Dalam perjalanan pulang Ummu Hakim menceritakan kisah budak mereka,
lalu mereka singgah di perkampungan tempat Ummu Hakim meninggalkan budak
itu lalu Ikrimah membunuhnya. Peristiwa ini terjadi sebelum ia masuk
Islam.
Setibanya di Mekah ia langsung pulang menemui Rasulullah shallallahu ‘alaihi wa sallam untuk menyatakan keislamannya, dan meminta kepada Rasulullah shallallahu ‘alaihi wa sallam agar memintakan ampunan atas segala yang telah ia perbuat selama ia masih musyrik.

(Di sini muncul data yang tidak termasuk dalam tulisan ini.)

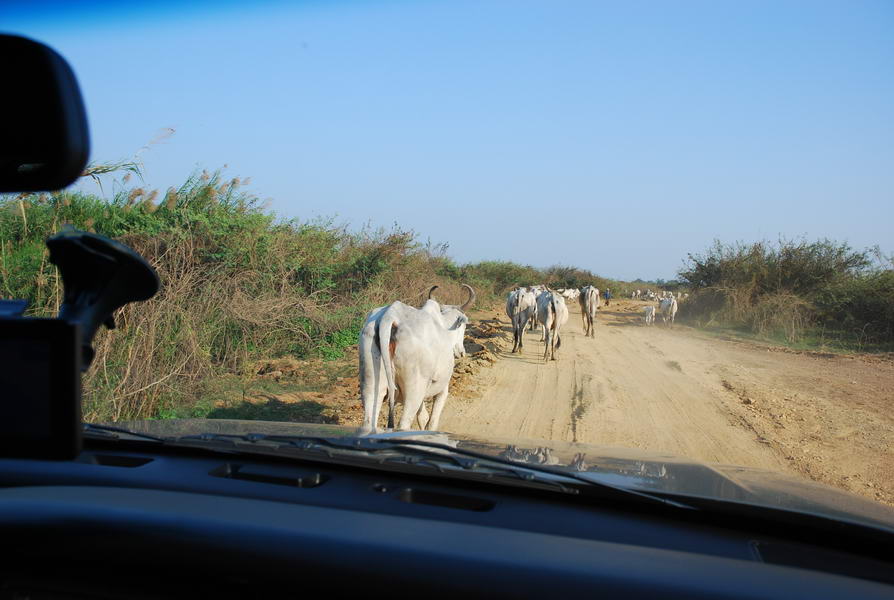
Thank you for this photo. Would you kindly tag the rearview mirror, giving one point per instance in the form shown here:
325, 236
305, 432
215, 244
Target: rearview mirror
44, 144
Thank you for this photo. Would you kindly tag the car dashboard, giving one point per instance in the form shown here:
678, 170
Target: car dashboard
163, 524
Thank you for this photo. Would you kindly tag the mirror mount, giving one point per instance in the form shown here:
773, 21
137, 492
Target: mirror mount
44, 140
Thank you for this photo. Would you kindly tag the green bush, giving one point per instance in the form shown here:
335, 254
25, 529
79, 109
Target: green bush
792, 287
238, 286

Rasulullah shallallahu ‘alaihi wa sallam
mengabulkan permintaan tersebut dengan gembira. Semenjak itu
bergabunglah Ikrimah dalam bahtera dakwah, di medan perang ia bagai
singa yang haus darah serta menjadi ahli ibadah dan selalu membaca kitabullah.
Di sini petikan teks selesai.